W tej chwili w rejonie Alei Jerozolimskich na wysokości ulicy Ryżowej trwa dramatyczna akcja ratunkowa. Na miejscu znajduje się ogromna liczba służb ratunkowych, które prowadzą wyścig z czasem, by uratować robotnika przygniecionego przez zawalony strop podczas prac wyburzeniowych.
Fot. Warszawa w Pigułce
Nasz reporter obecny na miejscu informuje o niespotykanej mobilizacji służb ratunkowych. Kolejne jednostki straży pożarnej, karetki pogotowia i radiowozy policji wciąż przybywają na miejsce zdarzenia. Ulice w pobliżu miejsca katastrofy wypełnione są błyskającymi światłami pojazdów uprzywilejowanych.
Warszawski Meditrans natychmiast po otrzymaniu zgłoszenia skierował na miejsce dwa Zespoły Ratownictwa Medycznego (W01 162 i W01 126), jednak ze względu na skalę zdarzenia, na miejscu pojawiają się kolejne jednostki medyczne. Strażacy z kolejnych zastępów przywożą specjalistyczny sprzęt do prac przy katastrofach budowlanych.
W rejonie ulicy Ryżowej utworzono sztab kryzysowy koordynujący działania wszystkich służb. Policja zabezpiecza szeroki teren wokół miejsca katastrofy, organizując objazdy dla innych użytkowników drogi. Ze względu na duże siły zaangażowane w akcję ratunkową, ruch w tym rejonie jest znacznie utrudniony.
Świadkowie opisują imponującą mobilizację służb – na miejscu można zobaczyć nie tylko wozy strażackie i karetki pogotowia, ale także specjalistyczne jednostki techniczne i pojazdy wsparcia logistycznego. Służby wykorzystują wszelkie dostępne środki, by jak najszybciej dotrzeć do uwięzionego pod gruzami człowieka.

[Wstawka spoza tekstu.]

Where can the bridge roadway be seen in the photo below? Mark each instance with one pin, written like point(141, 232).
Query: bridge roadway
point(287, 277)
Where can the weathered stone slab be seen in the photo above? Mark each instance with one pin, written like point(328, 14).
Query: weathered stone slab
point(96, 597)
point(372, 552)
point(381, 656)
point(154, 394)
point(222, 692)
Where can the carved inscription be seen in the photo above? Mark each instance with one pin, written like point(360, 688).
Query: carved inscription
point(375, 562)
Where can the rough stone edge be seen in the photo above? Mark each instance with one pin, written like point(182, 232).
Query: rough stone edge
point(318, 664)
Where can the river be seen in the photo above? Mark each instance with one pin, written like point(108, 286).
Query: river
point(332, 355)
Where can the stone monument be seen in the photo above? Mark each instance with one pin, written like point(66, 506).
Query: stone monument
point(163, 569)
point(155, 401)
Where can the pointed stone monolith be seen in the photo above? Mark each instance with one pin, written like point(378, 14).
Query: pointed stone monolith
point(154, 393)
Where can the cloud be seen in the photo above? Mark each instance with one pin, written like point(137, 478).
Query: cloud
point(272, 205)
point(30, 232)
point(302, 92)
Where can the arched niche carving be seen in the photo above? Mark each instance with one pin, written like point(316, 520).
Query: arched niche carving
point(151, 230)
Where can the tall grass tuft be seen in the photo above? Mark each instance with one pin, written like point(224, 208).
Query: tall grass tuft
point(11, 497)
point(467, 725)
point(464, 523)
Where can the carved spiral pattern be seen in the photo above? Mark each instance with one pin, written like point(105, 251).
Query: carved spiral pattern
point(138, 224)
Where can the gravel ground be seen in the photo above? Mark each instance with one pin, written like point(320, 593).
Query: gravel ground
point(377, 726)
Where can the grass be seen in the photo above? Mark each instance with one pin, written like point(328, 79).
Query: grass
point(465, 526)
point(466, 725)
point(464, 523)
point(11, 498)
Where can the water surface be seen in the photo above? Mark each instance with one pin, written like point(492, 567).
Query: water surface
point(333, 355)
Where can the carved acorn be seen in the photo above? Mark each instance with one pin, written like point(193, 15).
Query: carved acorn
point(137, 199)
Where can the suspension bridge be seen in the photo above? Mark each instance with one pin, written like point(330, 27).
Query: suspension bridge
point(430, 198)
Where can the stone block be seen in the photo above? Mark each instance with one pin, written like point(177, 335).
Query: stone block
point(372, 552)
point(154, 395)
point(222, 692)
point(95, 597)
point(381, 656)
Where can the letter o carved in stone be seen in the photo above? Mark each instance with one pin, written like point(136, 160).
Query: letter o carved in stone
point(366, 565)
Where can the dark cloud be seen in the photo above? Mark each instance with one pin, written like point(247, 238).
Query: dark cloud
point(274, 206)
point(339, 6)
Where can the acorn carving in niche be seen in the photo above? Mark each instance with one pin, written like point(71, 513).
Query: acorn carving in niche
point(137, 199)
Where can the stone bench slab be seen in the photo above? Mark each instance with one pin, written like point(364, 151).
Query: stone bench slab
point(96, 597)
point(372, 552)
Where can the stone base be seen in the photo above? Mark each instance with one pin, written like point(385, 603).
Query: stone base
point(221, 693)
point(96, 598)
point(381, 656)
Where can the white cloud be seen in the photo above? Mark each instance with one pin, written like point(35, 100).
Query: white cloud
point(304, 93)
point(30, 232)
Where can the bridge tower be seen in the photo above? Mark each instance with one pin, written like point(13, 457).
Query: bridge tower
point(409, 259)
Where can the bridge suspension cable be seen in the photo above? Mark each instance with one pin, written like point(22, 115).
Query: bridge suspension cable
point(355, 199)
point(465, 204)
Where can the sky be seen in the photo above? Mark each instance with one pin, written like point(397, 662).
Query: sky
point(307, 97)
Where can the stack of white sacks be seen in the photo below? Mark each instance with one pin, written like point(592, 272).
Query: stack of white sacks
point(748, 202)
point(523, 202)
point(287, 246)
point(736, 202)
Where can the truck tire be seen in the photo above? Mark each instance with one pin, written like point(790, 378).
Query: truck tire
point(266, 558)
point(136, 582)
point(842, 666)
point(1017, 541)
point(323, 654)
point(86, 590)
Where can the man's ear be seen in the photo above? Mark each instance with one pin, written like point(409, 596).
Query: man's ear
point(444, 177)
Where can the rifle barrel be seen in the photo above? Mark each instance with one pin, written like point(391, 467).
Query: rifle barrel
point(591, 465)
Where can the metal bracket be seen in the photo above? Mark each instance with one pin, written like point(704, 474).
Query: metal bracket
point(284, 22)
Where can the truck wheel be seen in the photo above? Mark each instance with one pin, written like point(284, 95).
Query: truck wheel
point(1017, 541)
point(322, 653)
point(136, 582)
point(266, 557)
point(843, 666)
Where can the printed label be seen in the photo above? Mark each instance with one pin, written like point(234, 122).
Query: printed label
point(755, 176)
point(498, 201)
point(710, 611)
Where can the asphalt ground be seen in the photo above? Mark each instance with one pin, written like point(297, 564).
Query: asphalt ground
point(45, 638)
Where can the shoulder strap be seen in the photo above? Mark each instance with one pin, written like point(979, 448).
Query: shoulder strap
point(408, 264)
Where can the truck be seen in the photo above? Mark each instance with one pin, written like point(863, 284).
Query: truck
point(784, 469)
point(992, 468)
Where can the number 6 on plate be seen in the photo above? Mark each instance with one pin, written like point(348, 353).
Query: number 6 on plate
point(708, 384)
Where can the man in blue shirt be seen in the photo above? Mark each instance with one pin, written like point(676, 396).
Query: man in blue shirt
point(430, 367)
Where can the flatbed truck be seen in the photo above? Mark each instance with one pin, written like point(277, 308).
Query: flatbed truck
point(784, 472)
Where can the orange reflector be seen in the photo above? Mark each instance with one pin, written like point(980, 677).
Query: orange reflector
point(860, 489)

Ze względu na powagę sytuacji i ogromną liczbę pojazdów ratunkowych zmierzających na miejsce zdarzenia, służby apelują do kierowców o bezwzględne ustępowanie drogi pojazdom uprzywilejowanym oraz o omijanie rejonu Alei Jerozolimskich w pobliżu ulicy Ryżowej. Tworzą się znaczne korki, które mogą utrudniać dotarcie kolejnym jednostkom ratowniczym.
Akcja jest szczególnie trudna ze względu na charakter zawalenia – służby muszą działać niezwykle ostrożnie, by podczas usuwania gruzu nie doprowadzić do kolejnych zawaleń, które mogłyby zagrozić zarówno poszkodowanemu, jak i ratownikom.